Ya había anochecido y a través de los cristales del laberinto, pude ver como miles de policías armados con mazos, esperaban una señal para entrar a rescatarnos. Aunque sabía que el efecto óptico del entramado de espejos multiplicaba su número, semejante visión me sobrecogió. Uno de ellos dio un paso adelante, se levantó la visera del casco y se arrimó el megáfono a la boca. Casi nos deja sordos, pero todas las personas atrapadas pillamos claramente la idea; debíamos cerrar los ojos y permanecer quietos. Entonces, se escuchó un pitido y los policías penetraron a mazazo limpio dentro del laberinto de los espejos. Una brillante lluvia de cristales nos envolvió y algunos niños empezaron a llorar. El estrepitoso estallido de los paneles de vidrio fue aumentando de intensidad hasta encubrir los lamentos. El ruido se hizo insoportable y me tapé los oídos rogando que todo acabara lo antes posible. Poco a poco, la brutal escandalera, que había mantenido en vilo a todos los visitantes del parque de atracciones, fue remitiendo hasta que volvimos a escuchar con nitidez, los llantos infantiles. Abrí los ojos y pude ver las caras asustadas de los encerrados que, cumpliendo con las instrucciones del tío voceras, habían permanecido quietos como estatuas. Entonces, una corriente de aire fresco penetró en la jaula arrasada y acarició nuestros rostros para recordarnos que éramos libres de nuevo.
Nadie olvidaría fácilmente, el día de la inauguración del parque de atracciones. La policía había tomado el control y conforme íbamos saliendo del laberinto, nos fue conduciendo hacia un lateral. Allí nos congregamos todos los rescatados: los niños, los padres de los niños y algún que otro imbécil como yo, que habíamos entrado en el laberinto alertados por los angustiosos gritos que pegaban los niños y los padres de los niños al no poder encontrar la salida. Según llegábamos, un agente con pintas de bobo nos marcaba una cruz en todo el pecho con una brocha de pintura indeleble mientras nos iba numerando a grito pelado. Los liberados estábamos tan agradecidos que a ninguno se nos ocurrió quejarnos por la sacudida pictórica que mandaría toda nuestra ropa directamente a la basura. Ya le vale al bobo. Para contar treinta de nada. Ni que hubiéramos sido treinta mil. Treinta. Ese era el número exacto de personas rescatadas del laberinto de los espejos.
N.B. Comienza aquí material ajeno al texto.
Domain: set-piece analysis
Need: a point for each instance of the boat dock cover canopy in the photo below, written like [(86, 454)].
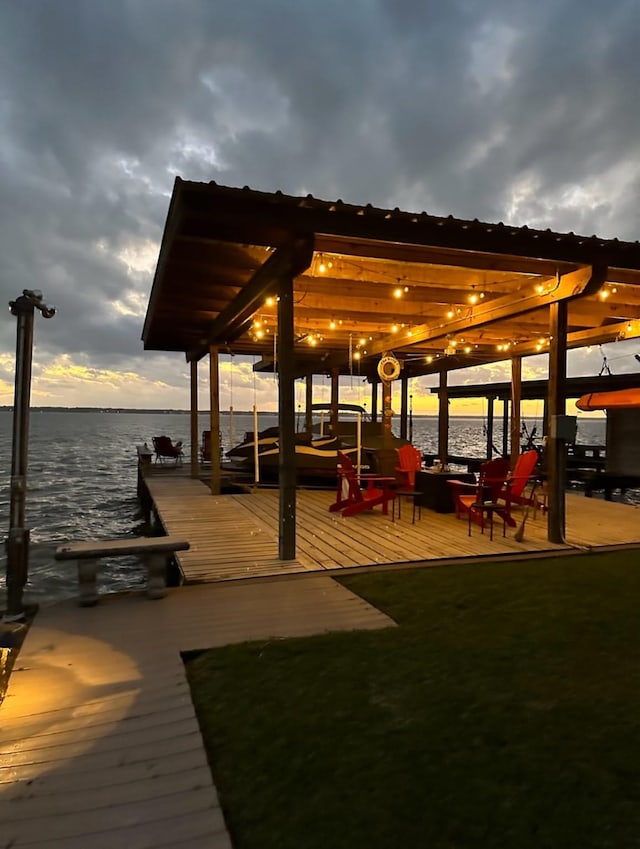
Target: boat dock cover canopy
[(622, 399)]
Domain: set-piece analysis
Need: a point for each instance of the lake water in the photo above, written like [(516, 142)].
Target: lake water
[(83, 472)]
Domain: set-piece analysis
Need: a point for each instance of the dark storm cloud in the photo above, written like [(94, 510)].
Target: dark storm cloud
[(503, 110)]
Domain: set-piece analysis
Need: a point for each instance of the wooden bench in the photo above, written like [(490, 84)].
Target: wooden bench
[(155, 552)]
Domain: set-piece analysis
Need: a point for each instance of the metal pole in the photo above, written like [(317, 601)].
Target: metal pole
[(18, 540)]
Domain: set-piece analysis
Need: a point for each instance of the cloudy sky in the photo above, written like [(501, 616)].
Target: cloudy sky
[(509, 111)]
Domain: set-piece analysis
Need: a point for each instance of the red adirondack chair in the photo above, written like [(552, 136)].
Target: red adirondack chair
[(351, 499), (166, 450), (409, 462), (490, 487), (521, 477)]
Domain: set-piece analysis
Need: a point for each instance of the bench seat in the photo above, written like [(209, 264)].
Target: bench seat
[(155, 552)]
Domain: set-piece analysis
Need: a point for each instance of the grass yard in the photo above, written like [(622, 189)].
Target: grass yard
[(504, 711)]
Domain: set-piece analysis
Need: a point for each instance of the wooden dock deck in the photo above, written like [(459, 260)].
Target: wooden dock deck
[(236, 536), (99, 742)]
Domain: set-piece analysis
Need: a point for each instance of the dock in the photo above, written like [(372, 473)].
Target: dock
[(99, 742), (235, 536)]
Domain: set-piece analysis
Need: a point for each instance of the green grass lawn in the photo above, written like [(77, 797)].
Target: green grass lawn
[(503, 712)]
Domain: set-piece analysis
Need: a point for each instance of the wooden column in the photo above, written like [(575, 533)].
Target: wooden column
[(374, 401), (490, 403), (404, 408), (193, 411), (443, 419), (286, 422), (556, 449), (214, 419), (335, 398), (516, 396), (505, 427), (387, 413), (308, 403)]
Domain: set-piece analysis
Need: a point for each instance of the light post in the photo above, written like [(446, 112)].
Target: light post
[(18, 540)]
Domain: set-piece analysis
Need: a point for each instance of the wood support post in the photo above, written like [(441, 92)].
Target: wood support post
[(335, 399), (516, 396), (214, 423), (443, 419), (404, 408), (193, 418), (308, 403), (374, 401), (556, 448), (505, 427), (286, 422), (387, 413), (490, 403)]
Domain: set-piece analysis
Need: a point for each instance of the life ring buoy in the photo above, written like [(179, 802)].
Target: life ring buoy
[(388, 368)]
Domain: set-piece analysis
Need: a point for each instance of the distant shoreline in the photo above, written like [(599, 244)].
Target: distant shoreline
[(118, 410)]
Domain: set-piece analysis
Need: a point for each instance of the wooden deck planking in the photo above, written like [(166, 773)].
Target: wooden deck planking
[(99, 743), (235, 536)]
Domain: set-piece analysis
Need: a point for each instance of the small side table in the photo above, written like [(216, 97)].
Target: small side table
[(488, 508), (416, 499)]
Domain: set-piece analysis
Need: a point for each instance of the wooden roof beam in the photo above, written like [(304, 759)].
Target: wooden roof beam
[(287, 261), (584, 281)]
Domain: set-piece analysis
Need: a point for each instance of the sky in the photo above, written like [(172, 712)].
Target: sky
[(508, 111)]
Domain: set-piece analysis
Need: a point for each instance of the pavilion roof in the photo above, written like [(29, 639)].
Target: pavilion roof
[(440, 292)]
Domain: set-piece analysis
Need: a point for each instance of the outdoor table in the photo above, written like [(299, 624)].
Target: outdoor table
[(436, 492)]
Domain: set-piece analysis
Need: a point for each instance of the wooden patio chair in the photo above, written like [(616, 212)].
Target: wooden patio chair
[(351, 499), (205, 448), (523, 475), (409, 462), (166, 450), (491, 486)]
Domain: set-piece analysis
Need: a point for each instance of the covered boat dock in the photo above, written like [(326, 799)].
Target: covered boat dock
[(323, 287)]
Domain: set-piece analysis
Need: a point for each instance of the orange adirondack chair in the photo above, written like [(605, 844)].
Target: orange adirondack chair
[(409, 462), (166, 450), (490, 487), (351, 499), (523, 474), (205, 450)]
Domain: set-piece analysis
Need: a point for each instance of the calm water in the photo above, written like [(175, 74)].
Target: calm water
[(82, 480)]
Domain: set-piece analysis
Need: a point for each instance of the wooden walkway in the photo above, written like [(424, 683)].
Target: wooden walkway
[(99, 743), (236, 536)]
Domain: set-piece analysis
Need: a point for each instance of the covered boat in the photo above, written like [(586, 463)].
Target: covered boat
[(621, 399)]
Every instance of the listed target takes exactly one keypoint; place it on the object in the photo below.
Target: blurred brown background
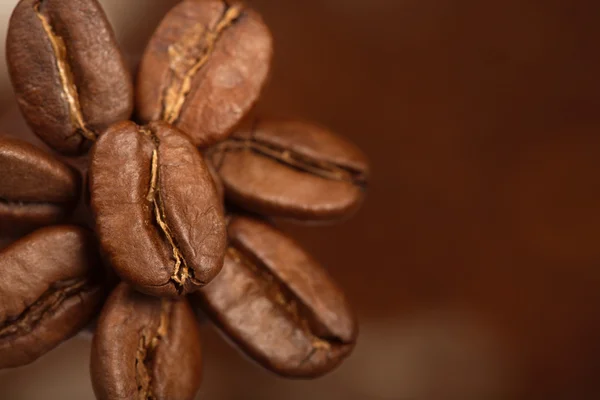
(474, 264)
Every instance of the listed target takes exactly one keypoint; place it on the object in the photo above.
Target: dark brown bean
(204, 68)
(278, 304)
(69, 76)
(35, 188)
(51, 287)
(291, 169)
(158, 215)
(145, 348)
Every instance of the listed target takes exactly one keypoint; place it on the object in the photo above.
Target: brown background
(474, 264)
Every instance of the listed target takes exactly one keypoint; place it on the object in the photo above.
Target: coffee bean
(51, 287)
(35, 188)
(291, 169)
(69, 76)
(158, 215)
(204, 68)
(278, 304)
(145, 348)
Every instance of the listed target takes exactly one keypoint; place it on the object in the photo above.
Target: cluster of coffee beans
(181, 202)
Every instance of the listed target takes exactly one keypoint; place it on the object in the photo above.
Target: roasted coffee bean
(158, 215)
(51, 287)
(291, 169)
(145, 348)
(278, 304)
(204, 68)
(35, 188)
(69, 77)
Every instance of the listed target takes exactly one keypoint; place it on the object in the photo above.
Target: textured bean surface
(145, 348)
(35, 188)
(291, 169)
(68, 74)
(51, 287)
(158, 215)
(278, 304)
(204, 68)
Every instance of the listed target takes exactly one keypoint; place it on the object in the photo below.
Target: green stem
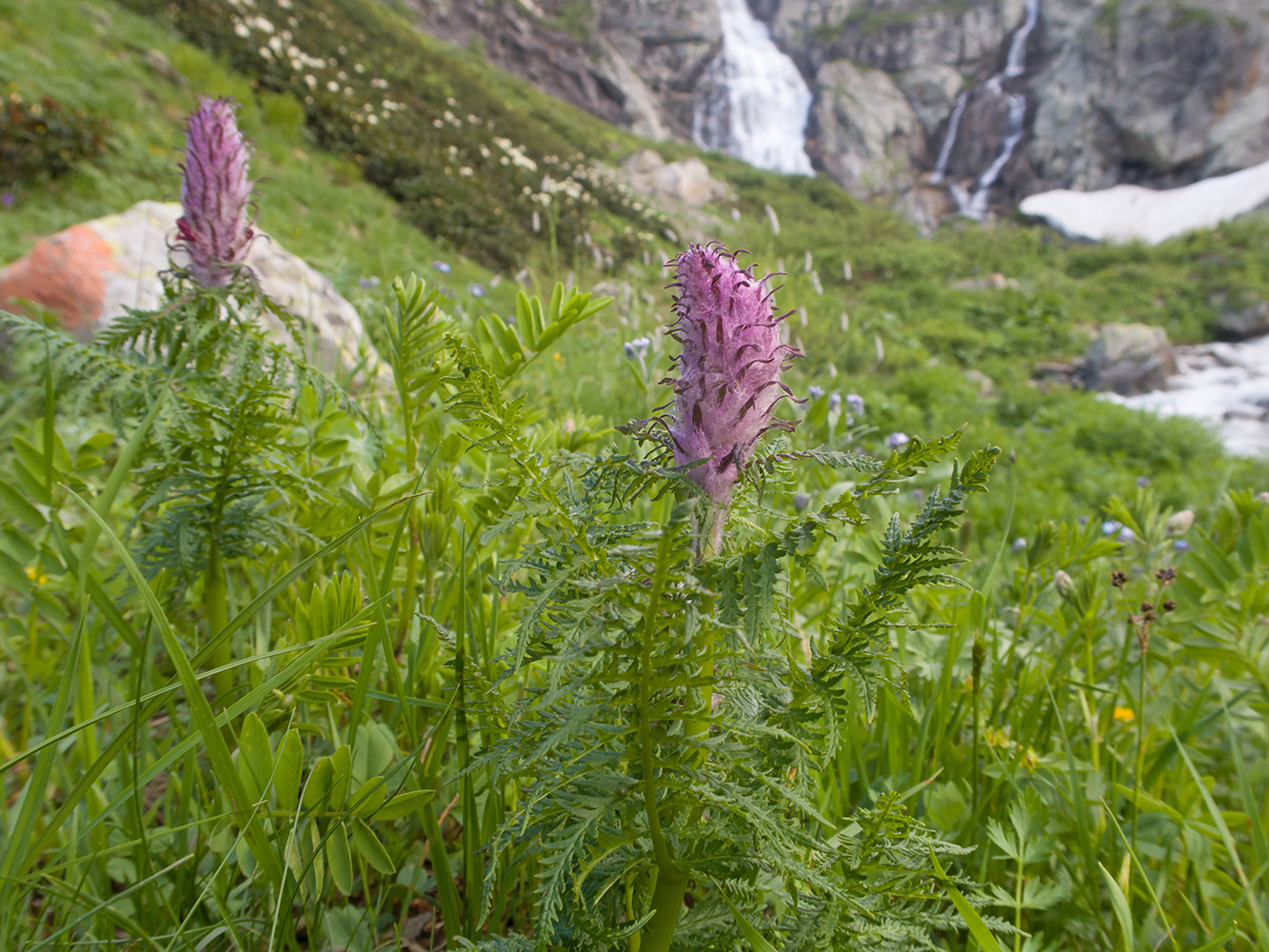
(671, 883)
(1140, 761)
(667, 902)
(1018, 902)
(216, 615)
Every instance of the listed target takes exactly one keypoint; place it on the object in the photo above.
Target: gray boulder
(1128, 358)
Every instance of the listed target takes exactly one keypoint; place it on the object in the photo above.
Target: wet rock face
(1154, 94)
(1140, 91)
(865, 132)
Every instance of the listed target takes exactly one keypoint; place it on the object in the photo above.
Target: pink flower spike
(728, 371)
(214, 194)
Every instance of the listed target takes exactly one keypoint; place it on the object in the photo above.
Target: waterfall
(941, 168)
(1017, 60)
(757, 102)
(975, 205)
(1222, 385)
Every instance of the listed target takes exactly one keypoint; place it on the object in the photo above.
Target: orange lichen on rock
(65, 273)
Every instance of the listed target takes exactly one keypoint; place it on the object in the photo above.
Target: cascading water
(941, 168)
(755, 103)
(975, 205)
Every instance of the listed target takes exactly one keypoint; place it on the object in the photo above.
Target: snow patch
(1222, 385)
(1131, 212)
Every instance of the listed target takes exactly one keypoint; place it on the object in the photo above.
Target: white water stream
(975, 205)
(757, 103)
(1222, 385)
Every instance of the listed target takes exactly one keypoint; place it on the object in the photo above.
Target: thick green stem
(216, 615)
(667, 904)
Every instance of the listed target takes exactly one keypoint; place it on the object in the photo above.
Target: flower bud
(728, 371)
(1180, 524)
(214, 193)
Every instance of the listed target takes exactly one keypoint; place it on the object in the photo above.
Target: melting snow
(1132, 212)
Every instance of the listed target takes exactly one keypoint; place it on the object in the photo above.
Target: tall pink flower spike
(730, 368)
(214, 194)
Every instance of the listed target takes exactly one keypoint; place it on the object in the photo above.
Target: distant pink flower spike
(728, 371)
(214, 194)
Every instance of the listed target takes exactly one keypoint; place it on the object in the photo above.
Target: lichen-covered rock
(89, 273)
(1128, 358)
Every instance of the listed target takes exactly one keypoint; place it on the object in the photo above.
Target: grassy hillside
(202, 712)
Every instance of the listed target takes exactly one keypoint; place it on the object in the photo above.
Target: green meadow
(437, 653)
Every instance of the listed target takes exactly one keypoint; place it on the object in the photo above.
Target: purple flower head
(730, 367)
(214, 194)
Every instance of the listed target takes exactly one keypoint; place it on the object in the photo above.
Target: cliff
(1040, 94)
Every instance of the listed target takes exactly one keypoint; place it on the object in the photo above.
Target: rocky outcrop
(632, 63)
(1117, 91)
(1153, 93)
(89, 273)
(864, 129)
(1128, 358)
(686, 181)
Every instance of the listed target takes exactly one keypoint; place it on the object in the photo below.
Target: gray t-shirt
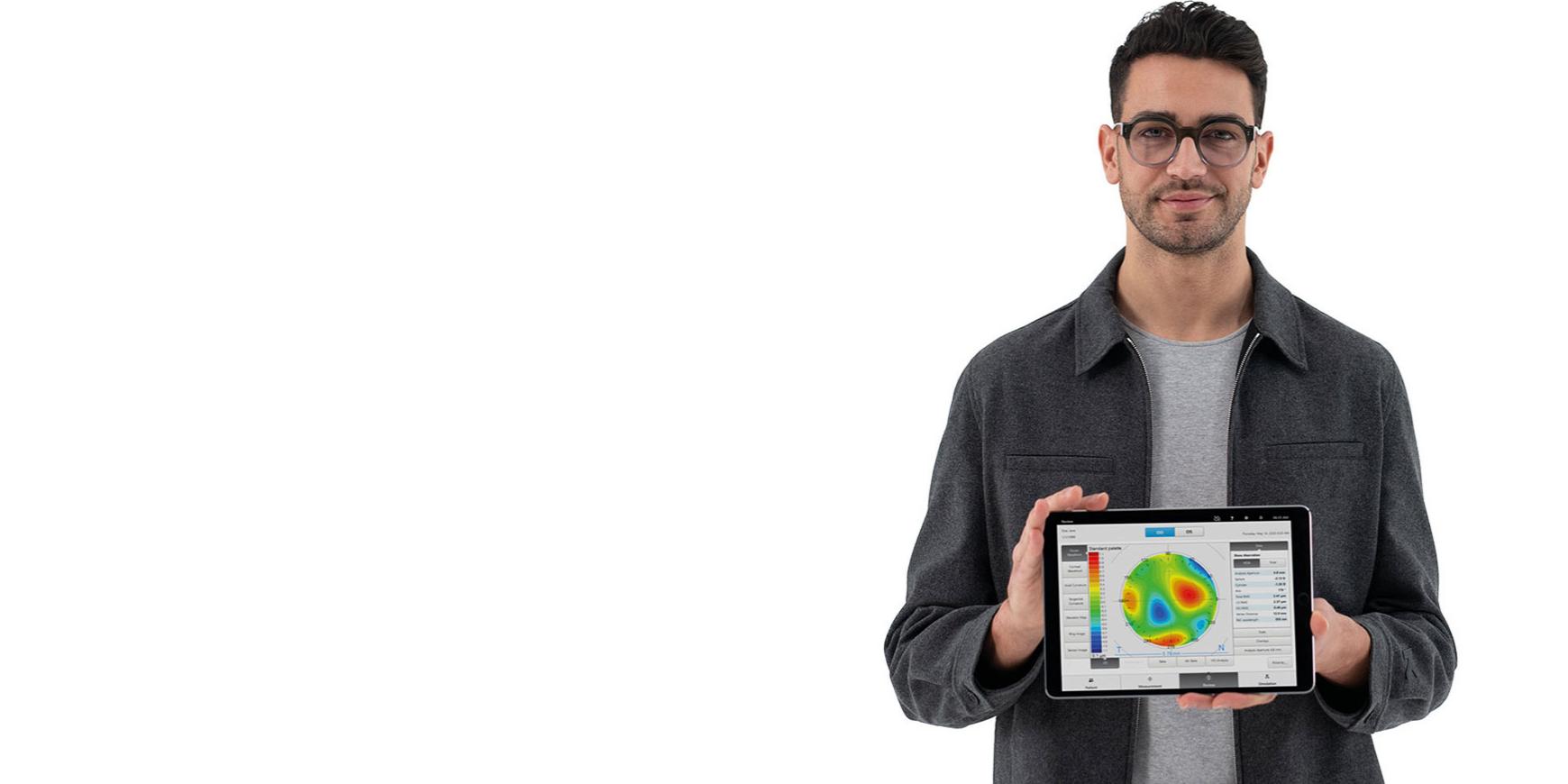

Sin embargo, las caras de mosqueo de los policías reflejaban que algo no encajaba. Efectivamente, el único contador instalado en la puerta de acceso al laberinto marcaba treinta y una entradas. En el interrogatorio posterior, todos juramos y perjuramos que no habíamos visto salir a ninguna persona de su interior. Estábamos ante un misterio que el informe policial se encargó de clarificar de un plumazo. La conclusión oficial determinó que el laberinto se había tragado a uno de los nuestros. Así de simple. Caso cerrado, pero no para mí, claro.
La policía se marchó...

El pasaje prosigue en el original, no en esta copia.